Il y a maintes façons de découvrir les Maures. Par la mer, par la terre, à pied, à cheval, en voiture… Mais pour s’immerger dans le paysage, faire corps avec la nature, rien de tel qu’une séance de land art !
Il est né en Bourgogne, a grandi en Champagne, est passé par Bobigny, avant de s’installer au Plan de la Tour, dans les Maures, d’où il n’a plus envie de bouger.
« Au début on a une vision estivale, presque carte postale. Mais quand on y vit, c’est vraiment extraordinaire. Les paysages changent perpétuellement. On passe d’une chênaie à une pinède, de la mer à la montagne, d’une lumière très tranchée à des éclairages très nuancés… »
S’essayer au land art
Artiste plasticien, il a une prédilection pour les œuvres éphémères et initie les profanes à l’art environnementaliste : « Nous partons en groupe, dans le cadre des balades natures commentées, avec le conservatoire de La Garde-Freinet ou l’office de tourisme de Ramatuelle.
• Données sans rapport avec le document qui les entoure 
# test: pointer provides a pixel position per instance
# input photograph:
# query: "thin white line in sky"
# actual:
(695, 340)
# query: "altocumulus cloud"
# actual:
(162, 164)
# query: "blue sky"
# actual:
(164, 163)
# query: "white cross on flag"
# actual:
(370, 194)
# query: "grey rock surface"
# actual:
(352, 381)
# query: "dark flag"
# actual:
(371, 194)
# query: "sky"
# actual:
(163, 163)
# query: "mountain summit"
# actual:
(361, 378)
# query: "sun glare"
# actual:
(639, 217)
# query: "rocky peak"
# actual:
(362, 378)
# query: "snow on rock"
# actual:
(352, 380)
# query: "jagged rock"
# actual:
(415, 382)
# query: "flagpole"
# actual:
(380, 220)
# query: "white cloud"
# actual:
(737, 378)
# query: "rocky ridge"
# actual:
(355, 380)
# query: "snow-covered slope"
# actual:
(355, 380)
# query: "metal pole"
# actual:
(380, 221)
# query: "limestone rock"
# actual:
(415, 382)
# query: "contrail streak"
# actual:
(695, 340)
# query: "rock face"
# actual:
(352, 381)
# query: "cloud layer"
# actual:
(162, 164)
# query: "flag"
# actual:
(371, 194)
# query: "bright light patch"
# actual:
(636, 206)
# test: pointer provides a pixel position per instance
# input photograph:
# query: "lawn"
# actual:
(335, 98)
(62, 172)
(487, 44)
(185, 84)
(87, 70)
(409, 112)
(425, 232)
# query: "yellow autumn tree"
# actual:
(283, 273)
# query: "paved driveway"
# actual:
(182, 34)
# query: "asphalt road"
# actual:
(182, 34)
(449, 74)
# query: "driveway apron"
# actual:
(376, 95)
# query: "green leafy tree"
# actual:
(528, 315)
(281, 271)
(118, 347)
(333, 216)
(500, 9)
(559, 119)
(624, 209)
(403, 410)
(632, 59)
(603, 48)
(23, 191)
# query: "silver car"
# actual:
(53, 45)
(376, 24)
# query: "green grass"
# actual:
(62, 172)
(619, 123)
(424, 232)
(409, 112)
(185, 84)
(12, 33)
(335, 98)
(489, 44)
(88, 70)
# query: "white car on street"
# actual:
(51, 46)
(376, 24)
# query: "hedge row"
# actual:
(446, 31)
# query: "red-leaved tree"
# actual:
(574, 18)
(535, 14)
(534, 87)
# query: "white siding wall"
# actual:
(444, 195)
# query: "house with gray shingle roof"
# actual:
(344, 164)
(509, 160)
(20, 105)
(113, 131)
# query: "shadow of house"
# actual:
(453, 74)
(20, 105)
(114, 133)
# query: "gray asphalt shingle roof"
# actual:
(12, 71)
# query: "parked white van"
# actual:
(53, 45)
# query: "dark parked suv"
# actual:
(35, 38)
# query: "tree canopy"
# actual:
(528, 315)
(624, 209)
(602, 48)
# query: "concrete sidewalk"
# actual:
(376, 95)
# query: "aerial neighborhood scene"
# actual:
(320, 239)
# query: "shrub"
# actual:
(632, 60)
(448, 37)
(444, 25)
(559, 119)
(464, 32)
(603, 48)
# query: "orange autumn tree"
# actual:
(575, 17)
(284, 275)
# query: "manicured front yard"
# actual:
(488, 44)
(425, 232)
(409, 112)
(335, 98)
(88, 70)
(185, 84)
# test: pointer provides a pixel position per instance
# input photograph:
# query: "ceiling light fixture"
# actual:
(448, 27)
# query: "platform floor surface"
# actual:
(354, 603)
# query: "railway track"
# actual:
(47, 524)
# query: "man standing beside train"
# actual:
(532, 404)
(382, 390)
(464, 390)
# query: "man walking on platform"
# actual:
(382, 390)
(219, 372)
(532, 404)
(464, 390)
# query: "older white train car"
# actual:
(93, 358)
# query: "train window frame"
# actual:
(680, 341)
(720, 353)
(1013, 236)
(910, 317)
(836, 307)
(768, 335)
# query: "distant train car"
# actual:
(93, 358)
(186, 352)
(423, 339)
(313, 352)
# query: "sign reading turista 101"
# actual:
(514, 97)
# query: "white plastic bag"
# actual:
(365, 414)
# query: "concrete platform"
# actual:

Je demande aux gens de se servir des matériaux trouvés sur place – branches, feuilles, fleurs, cailloux, roches, graines, sable – pour produire une œuvre collective. Les enfants partent souvent au quart de tour. Pour les adultes, c’est parfois un peu plus long. J’en ai déjà vu qui venaient avec leur chevalet ! C’est à moi de leur donner confiance, de leur montrer que je n’ai pas la science infuse. Après, c’est le regard qui construit l’œuvre, la circulation des regards. C’est amusant et même gratifiant, quand on contemple le résultat ! »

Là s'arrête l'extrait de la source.